# Relocation costs from South Africa to Australia



## philipg (Dec 28, 2011)

Not sure if this is already a topic.

Does anyone have experience with international relocation to Australia?
It doesn't necessarily have to be from South Africa.

My guess is, that moving internationally would have similar requirements from most places.

I'd be grateful for any tips. Thank you


----------



## DylanW (Jan 26, 2011)

Hi Philip,

It all depends on what you relocate. When my sister and her fam moved to Melbourne they had a 80 foot container with all their furniture. that was pricey.

When I moved to Sydney I sent a few bags of clothing unaccompanied luggage which was very cheap.. I sold all my furniture prior to leaving SA.


----------



## philipg (Dec 28, 2011)

winikd said:


> they had a 80 foot container with all their furniture. that was pricey.
> SA.


Thank you winikd for your reply.
Do you know the name of the shipping company your sister used?


----------



## DylanW (Jan 26, 2011)

philipg said:


> Thank you winikd for your reply.
> Do you know the name of the shipping company your sister used?


Hi Philip,

They used Baileys Worldwide Removals. They said they werent the cheapest but they are well known and their service was brilliant.

My brother in law said it was around R75k for a 40 foot container.

Hope this helps,
Dylan


----------



## philipg (Dec 28, 2011)

Thank you Dylan

I appreciate your reply and information

Philip


----------



## philipg (Dec 28, 2011)

Here's an update.

A couple of removalist companies provided quotes that amounted to around ZAR28,000 for a queen bed, some personal items, all the items in a lounge room and a few kitchen items.

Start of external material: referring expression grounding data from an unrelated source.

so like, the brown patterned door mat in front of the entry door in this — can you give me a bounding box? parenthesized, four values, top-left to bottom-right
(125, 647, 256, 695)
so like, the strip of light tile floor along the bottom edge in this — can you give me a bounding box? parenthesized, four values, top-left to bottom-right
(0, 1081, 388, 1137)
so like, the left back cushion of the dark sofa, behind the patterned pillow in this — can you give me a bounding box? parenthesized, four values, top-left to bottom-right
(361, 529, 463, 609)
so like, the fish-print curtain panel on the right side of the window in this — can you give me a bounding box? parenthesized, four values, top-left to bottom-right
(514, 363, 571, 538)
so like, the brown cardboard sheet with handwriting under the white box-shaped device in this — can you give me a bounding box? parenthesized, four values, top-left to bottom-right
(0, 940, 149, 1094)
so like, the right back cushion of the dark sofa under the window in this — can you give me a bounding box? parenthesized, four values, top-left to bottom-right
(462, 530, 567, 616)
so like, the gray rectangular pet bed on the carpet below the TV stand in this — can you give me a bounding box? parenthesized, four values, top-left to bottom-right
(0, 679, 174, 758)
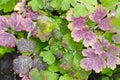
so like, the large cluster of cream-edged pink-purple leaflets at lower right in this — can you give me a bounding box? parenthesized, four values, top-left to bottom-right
(81, 37, 120, 73)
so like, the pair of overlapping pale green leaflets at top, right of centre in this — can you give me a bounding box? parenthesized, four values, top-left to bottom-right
(74, 0, 97, 17)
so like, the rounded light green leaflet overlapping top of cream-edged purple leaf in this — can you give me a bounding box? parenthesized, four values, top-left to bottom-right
(74, 4, 88, 17)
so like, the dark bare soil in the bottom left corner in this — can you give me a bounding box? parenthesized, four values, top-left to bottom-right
(0, 53, 21, 80)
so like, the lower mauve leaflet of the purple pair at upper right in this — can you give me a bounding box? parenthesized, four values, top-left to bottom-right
(99, 18, 112, 31)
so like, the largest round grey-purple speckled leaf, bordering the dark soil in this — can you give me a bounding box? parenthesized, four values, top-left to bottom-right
(13, 55, 32, 75)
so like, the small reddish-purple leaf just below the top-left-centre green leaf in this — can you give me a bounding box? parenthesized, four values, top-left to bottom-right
(25, 7, 39, 20)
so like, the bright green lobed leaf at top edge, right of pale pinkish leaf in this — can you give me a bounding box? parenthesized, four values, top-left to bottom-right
(28, 0, 45, 11)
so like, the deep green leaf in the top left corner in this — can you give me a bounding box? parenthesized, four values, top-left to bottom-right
(0, 0, 17, 12)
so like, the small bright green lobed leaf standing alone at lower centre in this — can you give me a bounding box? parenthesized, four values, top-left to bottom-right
(40, 51, 55, 64)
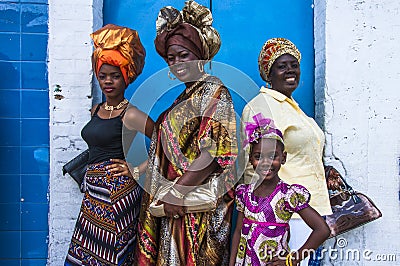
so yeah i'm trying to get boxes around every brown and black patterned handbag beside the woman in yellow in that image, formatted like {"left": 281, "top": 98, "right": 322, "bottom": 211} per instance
{"left": 325, "top": 166, "right": 382, "bottom": 238}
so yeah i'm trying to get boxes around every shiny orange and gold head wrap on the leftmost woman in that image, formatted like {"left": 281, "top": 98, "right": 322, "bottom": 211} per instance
{"left": 90, "top": 24, "right": 146, "bottom": 86}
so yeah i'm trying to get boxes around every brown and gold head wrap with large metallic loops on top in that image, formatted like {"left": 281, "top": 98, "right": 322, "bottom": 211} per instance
{"left": 154, "top": 1, "right": 221, "bottom": 60}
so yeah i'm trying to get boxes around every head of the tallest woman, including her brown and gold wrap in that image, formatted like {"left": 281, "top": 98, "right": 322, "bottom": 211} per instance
{"left": 154, "top": 1, "right": 221, "bottom": 84}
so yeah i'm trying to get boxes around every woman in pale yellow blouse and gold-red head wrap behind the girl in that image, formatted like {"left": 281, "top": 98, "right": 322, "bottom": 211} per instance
{"left": 241, "top": 38, "right": 331, "bottom": 265}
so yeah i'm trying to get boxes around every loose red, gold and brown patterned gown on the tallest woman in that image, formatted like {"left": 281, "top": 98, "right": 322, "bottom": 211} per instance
{"left": 135, "top": 76, "right": 237, "bottom": 266}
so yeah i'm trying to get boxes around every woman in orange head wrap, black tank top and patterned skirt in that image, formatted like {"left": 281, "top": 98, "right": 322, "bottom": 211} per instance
{"left": 65, "top": 24, "right": 154, "bottom": 265}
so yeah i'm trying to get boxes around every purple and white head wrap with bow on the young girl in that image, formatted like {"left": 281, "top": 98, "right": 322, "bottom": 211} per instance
{"left": 243, "top": 113, "right": 284, "bottom": 150}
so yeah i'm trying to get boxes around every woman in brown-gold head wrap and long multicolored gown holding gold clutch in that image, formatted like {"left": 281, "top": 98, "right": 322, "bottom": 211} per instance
{"left": 136, "top": 1, "right": 237, "bottom": 265}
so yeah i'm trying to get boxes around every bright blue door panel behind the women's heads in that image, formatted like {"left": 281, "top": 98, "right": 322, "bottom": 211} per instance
{"left": 103, "top": 0, "right": 314, "bottom": 118}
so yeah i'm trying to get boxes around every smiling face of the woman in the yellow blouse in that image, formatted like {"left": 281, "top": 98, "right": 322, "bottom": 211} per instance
{"left": 268, "top": 54, "right": 300, "bottom": 98}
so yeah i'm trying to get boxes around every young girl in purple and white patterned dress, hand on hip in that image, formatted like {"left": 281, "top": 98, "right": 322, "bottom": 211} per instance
{"left": 230, "top": 113, "right": 330, "bottom": 266}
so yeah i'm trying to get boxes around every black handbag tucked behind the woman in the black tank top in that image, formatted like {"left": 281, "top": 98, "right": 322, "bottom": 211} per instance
{"left": 62, "top": 149, "right": 89, "bottom": 192}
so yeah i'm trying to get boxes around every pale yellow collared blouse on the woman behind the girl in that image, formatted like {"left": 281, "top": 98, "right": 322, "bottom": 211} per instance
{"left": 241, "top": 87, "right": 332, "bottom": 218}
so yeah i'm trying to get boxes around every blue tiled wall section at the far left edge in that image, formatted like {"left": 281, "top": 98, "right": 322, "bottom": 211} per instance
{"left": 0, "top": 0, "right": 49, "bottom": 266}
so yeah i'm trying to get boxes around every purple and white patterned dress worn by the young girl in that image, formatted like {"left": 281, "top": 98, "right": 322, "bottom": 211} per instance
{"left": 235, "top": 181, "right": 310, "bottom": 266}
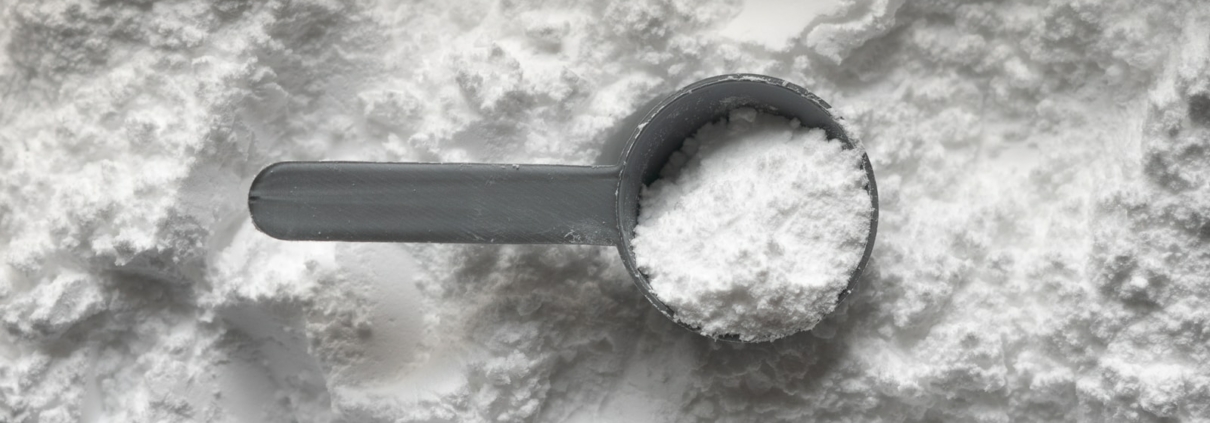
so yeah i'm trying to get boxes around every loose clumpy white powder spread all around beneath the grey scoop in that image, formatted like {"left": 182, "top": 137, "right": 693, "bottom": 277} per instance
{"left": 0, "top": 0, "right": 1210, "bottom": 422}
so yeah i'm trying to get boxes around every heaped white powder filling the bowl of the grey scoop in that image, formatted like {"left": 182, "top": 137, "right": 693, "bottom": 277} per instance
{"left": 633, "top": 109, "right": 872, "bottom": 341}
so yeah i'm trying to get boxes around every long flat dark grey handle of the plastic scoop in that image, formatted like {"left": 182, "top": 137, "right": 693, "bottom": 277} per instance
{"left": 248, "top": 162, "right": 621, "bottom": 245}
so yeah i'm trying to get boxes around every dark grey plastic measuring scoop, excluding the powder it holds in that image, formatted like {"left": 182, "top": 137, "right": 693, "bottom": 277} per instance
{"left": 248, "top": 74, "right": 878, "bottom": 341}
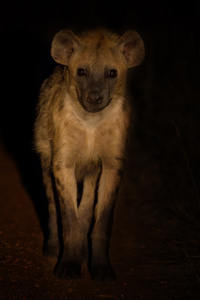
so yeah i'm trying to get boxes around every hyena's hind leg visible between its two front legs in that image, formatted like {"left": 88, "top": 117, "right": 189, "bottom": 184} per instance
{"left": 78, "top": 169, "right": 100, "bottom": 262}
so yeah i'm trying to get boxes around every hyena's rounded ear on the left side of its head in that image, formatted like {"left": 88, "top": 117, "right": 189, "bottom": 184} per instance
{"left": 51, "top": 29, "right": 80, "bottom": 65}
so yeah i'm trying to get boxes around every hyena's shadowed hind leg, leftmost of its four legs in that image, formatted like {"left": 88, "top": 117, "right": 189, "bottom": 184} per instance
{"left": 42, "top": 159, "right": 60, "bottom": 257}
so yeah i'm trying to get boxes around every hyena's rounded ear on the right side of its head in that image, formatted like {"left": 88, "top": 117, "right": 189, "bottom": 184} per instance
{"left": 118, "top": 30, "right": 145, "bottom": 68}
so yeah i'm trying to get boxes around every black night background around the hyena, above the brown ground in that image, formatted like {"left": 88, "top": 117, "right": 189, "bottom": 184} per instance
{"left": 0, "top": 0, "right": 200, "bottom": 233}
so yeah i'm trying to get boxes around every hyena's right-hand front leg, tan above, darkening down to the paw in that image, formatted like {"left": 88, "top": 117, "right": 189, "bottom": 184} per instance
{"left": 91, "top": 165, "right": 122, "bottom": 280}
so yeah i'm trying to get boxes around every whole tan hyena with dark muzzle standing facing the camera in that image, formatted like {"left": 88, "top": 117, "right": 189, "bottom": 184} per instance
{"left": 35, "top": 30, "right": 144, "bottom": 280}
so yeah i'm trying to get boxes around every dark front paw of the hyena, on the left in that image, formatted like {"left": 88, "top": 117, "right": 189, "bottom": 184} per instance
{"left": 54, "top": 262, "right": 81, "bottom": 279}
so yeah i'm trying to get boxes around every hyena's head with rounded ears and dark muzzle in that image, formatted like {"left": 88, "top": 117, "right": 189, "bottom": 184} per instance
{"left": 51, "top": 30, "right": 145, "bottom": 112}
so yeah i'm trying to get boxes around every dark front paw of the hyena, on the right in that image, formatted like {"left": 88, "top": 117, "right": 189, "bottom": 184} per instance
{"left": 91, "top": 265, "right": 116, "bottom": 281}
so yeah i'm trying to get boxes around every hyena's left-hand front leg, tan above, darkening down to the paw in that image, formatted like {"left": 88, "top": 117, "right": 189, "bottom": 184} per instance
{"left": 53, "top": 164, "right": 82, "bottom": 279}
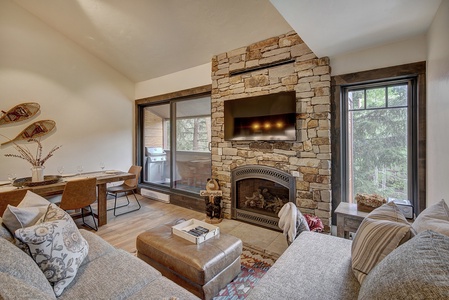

We figured we could buy all that here in Australia for less money, even factoring the exchange rate. ZAR9 to AUD1.


----------



## DylanW (Jan 26, 2011)

hmmm it totally depends if you want quality stuff or very cheap stuff. I bought a bed base and a mattress and it was $1300 alone. Kitchen stuff is also very expensive.


----------



## DylanW (Jan 26, 2011)

Mark can a policeman be witness to my statutory declaration?


----------